Как-то незаметно пролетело время, и вот я уже сдавала выпускные экзамены в Литературном институте. После его окончания я собиралась вернуться в Петербург, обещала это родителям и всем друзьям. Хотела вернуться: меня ничто не держало в Москве.
Я сидела в рекреации на диване, читала Димин конспект, готовилась к экзамену. Он спросил:
– Мне тут сказали, что ты собираешься вернуться в Питер. Это правда?
– Угу, – сказала я, не отрываясь от тетради.
– Почему?
– Ну, как… Там родители, друзья, вся жизнь. А тут я все дела закончила. Сдам экзамены, уволюсь и вернусь.
– А… Неудачная любовная история?
– При чем здесь это? – наконец, закрыла тетрадку я.
Взглянув в глаза, он подытожил:
– В общем, ясно. Говорил же, зубы выбить.
Мы продолжили сидеть молча. Я вспомнила Любины слова, когда она сказала, что первый муж был ее однокурсник, а второй – преподаватель.
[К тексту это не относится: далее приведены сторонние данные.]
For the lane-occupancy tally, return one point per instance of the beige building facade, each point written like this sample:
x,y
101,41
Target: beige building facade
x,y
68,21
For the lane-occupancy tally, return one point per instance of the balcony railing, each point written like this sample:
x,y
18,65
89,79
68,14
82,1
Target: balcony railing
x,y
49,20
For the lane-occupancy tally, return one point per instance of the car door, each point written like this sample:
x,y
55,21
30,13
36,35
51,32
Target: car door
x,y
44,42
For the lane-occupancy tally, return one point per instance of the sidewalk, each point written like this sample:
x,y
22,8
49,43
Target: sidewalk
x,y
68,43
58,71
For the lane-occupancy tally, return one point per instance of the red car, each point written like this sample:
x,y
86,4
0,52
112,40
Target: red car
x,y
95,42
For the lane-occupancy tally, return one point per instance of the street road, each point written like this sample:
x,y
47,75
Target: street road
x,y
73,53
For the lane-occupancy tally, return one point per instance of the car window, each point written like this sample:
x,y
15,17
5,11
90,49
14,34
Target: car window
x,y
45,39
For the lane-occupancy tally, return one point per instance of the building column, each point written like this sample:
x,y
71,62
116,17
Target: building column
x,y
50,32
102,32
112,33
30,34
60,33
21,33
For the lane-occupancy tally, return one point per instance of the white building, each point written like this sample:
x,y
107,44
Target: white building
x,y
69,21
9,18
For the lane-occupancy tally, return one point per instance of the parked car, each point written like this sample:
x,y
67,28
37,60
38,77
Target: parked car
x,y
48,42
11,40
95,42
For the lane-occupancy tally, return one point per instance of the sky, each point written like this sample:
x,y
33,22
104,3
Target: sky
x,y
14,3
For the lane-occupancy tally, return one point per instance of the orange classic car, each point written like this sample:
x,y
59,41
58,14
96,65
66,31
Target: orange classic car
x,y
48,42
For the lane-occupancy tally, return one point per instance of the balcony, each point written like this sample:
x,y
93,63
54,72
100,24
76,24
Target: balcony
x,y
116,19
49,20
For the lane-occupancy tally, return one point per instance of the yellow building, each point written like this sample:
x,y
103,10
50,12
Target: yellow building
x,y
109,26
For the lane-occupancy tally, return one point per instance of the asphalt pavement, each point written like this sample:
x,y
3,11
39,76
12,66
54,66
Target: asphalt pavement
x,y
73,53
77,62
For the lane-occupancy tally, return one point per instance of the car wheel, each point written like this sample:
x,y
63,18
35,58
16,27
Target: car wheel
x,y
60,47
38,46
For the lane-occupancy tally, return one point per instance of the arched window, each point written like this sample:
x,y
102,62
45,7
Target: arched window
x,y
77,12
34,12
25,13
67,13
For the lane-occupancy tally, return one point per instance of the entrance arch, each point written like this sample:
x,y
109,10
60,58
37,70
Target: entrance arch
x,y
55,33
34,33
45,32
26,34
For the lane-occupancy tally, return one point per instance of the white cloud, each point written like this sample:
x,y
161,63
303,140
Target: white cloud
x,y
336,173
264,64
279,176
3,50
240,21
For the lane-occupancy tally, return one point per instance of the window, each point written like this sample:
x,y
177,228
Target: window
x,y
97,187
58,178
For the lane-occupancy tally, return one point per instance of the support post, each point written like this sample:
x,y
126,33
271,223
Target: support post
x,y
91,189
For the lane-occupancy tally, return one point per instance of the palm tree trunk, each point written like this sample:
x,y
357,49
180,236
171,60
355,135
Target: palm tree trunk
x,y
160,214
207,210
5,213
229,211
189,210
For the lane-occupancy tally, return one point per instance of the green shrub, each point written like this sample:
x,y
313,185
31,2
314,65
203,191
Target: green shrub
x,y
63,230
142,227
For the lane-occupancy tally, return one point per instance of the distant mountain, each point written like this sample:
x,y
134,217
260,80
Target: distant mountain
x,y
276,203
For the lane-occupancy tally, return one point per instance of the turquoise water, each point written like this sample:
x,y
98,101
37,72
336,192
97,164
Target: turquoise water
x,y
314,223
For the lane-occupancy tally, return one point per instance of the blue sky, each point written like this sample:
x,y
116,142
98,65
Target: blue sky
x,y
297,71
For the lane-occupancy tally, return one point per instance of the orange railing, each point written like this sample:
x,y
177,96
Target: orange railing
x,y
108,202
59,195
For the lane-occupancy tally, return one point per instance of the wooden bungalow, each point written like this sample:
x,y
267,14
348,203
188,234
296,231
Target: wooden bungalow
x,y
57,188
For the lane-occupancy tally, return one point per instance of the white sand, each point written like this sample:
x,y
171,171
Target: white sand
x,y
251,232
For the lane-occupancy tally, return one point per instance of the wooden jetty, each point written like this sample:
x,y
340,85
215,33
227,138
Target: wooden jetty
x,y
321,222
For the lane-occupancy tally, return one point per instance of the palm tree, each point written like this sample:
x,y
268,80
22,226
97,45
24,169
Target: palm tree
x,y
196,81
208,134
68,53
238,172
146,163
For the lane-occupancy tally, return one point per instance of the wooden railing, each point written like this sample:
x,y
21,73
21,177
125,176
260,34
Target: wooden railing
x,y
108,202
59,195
Она сказала, что институт – то место, где больше всего шансов встретить своего человека, ведь здесь своего рода кружок по интересам. Я посмотрела в Димины бирюзовые глаза и подумала: вот – когда это происходит? Ты влюбляешься до горячки, стараешься не встречаться с ним глазами и ковыряешь заусенцы, уговаривая себя не ответить ему невпопад «поцелуй меня сейчас, пожалуйста, я очень нервничаю». Проходишь мимо своего подъезда вечером, представляя, как он убирает от твоего лица волосы, выбившиеся из прически…
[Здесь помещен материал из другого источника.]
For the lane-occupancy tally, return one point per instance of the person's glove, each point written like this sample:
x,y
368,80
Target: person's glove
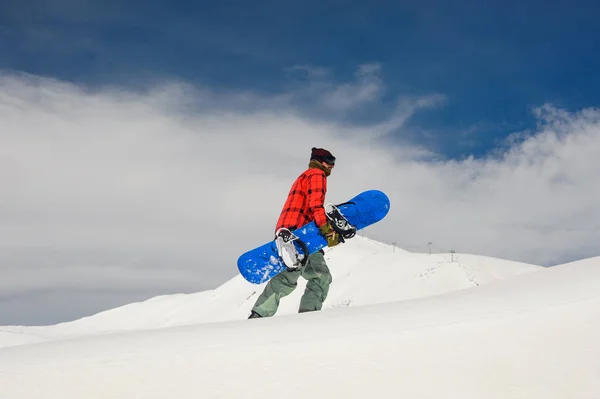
x,y
330,235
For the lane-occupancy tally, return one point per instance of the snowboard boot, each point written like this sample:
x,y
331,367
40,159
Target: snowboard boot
x,y
254,315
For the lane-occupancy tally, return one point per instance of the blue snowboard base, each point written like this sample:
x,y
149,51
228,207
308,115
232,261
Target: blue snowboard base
x,y
262,263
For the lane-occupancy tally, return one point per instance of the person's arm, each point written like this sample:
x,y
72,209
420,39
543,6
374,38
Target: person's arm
x,y
317,186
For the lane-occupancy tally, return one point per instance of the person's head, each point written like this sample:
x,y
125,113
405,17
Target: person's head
x,y
323,156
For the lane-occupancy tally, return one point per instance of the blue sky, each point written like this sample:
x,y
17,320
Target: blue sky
x,y
491,61
189,99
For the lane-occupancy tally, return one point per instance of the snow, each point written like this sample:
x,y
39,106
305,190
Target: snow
x,y
396,324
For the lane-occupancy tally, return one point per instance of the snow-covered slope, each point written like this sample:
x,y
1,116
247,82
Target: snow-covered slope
x,y
364,272
533,335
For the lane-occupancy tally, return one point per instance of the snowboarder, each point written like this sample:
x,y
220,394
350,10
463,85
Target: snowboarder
x,y
305,203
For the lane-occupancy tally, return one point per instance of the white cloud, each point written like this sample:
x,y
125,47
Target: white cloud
x,y
170,185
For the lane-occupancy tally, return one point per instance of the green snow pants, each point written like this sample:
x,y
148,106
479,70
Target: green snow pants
x,y
319,278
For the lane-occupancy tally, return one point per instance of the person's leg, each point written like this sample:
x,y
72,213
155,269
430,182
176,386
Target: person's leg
x,y
319,278
279,286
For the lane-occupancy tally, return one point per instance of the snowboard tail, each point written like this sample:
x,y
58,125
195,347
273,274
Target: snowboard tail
x,y
264,262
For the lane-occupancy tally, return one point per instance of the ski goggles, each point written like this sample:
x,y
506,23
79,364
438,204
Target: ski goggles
x,y
329,160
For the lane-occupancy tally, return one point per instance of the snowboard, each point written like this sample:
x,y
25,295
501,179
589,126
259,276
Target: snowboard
x,y
263,263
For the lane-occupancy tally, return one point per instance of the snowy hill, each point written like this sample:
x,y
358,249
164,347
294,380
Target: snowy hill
x,y
480,328
364,272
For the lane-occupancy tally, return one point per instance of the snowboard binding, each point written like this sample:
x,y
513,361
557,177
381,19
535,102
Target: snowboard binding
x,y
287,250
339,223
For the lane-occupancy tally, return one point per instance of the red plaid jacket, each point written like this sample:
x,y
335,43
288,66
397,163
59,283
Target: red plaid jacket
x,y
305,201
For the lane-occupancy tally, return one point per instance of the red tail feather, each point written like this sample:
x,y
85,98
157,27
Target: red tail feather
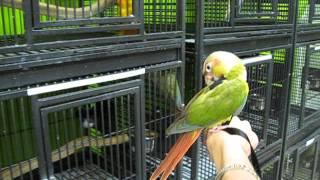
x,y
176,153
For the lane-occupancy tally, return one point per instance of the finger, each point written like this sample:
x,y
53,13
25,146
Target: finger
x,y
235,120
254,140
246,125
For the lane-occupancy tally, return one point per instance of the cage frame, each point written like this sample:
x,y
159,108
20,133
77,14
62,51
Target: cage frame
x,y
311,138
42,106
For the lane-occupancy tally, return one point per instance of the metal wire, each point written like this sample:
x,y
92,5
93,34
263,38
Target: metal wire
x,y
17,144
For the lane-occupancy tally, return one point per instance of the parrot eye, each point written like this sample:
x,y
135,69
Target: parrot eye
x,y
208,67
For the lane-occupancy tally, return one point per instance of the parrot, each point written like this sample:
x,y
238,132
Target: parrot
x,y
223,97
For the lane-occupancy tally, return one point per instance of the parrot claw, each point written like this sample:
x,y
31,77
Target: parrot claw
x,y
217,128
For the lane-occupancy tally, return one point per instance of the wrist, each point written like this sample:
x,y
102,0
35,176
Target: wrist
x,y
226,150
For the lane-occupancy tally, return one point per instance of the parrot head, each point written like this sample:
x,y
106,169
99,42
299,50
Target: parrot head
x,y
218,65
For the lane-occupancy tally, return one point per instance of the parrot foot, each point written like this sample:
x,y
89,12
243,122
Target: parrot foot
x,y
213,130
217,128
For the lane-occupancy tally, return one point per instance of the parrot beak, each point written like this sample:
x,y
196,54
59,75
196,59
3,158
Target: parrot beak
x,y
209,79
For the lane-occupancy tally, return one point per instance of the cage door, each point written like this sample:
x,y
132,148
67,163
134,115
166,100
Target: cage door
x,y
259,77
306,164
52,17
94,133
258,10
314,15
310,83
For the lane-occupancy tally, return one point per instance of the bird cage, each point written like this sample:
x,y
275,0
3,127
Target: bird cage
x,y
269,171
37,33
308,12
49,20
302,160
101,126
221,16
305,88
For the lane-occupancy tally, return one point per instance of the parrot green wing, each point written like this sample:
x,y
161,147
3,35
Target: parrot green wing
x,y
180,125
212,106
215,106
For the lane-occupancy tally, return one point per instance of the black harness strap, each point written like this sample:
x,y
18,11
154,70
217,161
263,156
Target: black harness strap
x,y
253,156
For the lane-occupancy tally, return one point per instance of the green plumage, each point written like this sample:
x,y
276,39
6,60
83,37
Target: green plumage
x,y
211,107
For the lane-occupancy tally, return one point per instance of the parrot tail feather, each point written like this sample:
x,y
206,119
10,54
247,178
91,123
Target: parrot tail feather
x,y
176,153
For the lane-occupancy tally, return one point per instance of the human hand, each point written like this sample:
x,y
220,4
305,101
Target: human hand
x,y
225,148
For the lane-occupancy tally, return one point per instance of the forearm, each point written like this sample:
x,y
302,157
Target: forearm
x,y
226,153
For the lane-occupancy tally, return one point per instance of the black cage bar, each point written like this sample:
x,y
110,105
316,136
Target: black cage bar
x,y
305,89
270,169
101,131
301,160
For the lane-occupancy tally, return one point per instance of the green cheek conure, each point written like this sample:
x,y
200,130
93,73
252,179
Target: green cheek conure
x,y
224,96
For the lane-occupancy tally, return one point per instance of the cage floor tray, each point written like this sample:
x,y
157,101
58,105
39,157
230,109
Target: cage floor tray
x,y
88,172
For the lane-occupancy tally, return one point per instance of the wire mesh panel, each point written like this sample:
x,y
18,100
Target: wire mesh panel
x,y
35,21
308,12
305,86
163,101
18,147
162,15
289,165
269,171
228,13
301,159
317,165
11,22
278,94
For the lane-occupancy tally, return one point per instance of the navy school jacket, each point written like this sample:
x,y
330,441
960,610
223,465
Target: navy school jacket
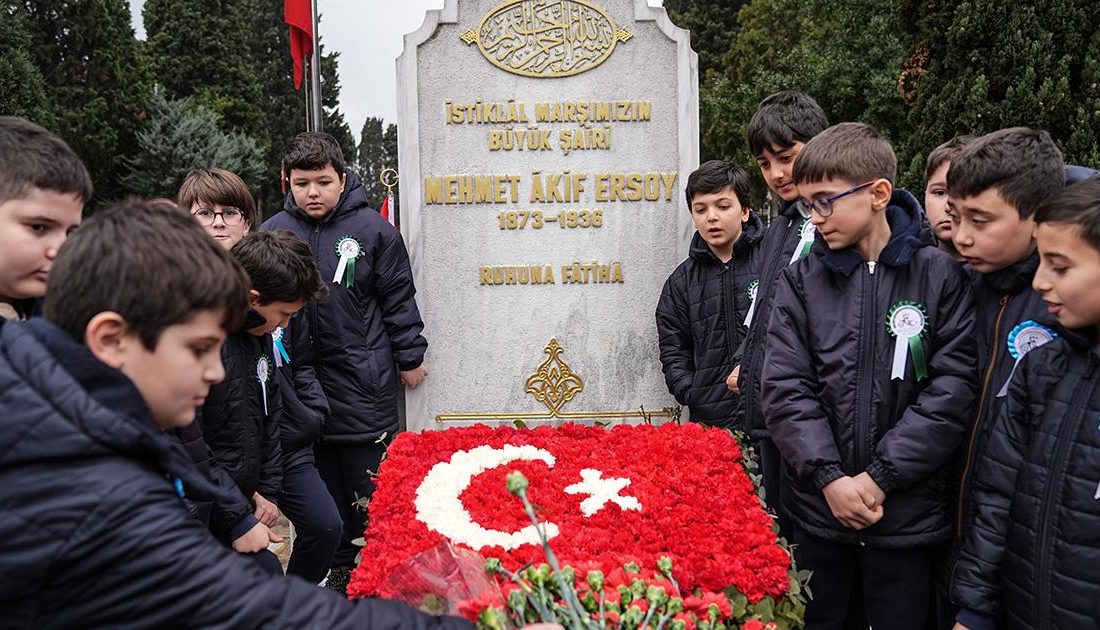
x,y
831,404
239,419
1007,310
701,322
783,243
1032,555
92,530
364,333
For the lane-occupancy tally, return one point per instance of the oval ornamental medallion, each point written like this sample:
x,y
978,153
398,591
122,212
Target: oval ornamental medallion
x,y
547,39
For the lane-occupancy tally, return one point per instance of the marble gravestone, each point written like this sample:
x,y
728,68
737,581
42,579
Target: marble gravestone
x,y
543,146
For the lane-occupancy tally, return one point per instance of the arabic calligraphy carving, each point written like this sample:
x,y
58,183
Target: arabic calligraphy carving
x,y
547,37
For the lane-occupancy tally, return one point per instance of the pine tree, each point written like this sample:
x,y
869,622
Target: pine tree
x,y
96,83
199,48
847,54
24,92
1009,64
182,135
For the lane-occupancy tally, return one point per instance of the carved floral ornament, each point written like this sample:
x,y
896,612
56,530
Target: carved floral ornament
x,y
547,39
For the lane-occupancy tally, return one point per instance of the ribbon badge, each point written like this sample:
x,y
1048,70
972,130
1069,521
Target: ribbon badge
x,y
263,374
279,349
754,287
348,249
905,322
806,232
1024,338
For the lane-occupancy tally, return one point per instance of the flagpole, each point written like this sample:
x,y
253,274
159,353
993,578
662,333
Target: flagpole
x,y
315,76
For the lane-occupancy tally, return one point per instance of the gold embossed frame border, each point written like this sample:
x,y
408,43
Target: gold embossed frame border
x,y
547,39
553,384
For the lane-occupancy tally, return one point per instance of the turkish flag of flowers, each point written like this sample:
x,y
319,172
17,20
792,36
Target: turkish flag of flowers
x,y
646,492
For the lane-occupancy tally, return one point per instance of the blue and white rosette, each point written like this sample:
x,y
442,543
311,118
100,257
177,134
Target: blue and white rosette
x,y
348,249
264,374
278,349
754,288
906,322
806,232
1024,338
И вот – когда это происходит? Момент, когда леска вдруг беззвучно лопается. Ведь только что, буквально минуту назад она была так натянута, что ею можно было изрезаться, совершив одно неверное движение. А потом в одно мгновение это волнующее ослепление вдруг сменяется такой скучной трезвостью, таким оцепенением и занудством, что аж тошнит. Что вообще может быть прекраснее в жизни, чем слово «Да». Что может быть интереснее, чем искренние желания и порывы, которые ты, наконец, не сдерживаешь, не задумываясь даже о том, правильны они или нет. Никогда не узнаешь, что было правильно, а что нет, пока не проживешь все это. И в конце концов, что такое счастье и свобода, если не воплощенные желания?
Я захлопнула конспект и сказала тихо:
– Поцелуй меня, пожалуйста. Я очень нервничаю.
Он усмехнулся, а потом стал очень серьезным.
– Ну, целуй же, – повторила я. – Пожалуйста.
В июне я получила красный диплом Литинститута и осталась жить в Москве, начав встречаться со своим бывшим однокурсником, бывшим крымчанином Димой. Это единственное, что изменил в моей жизни второй диплом.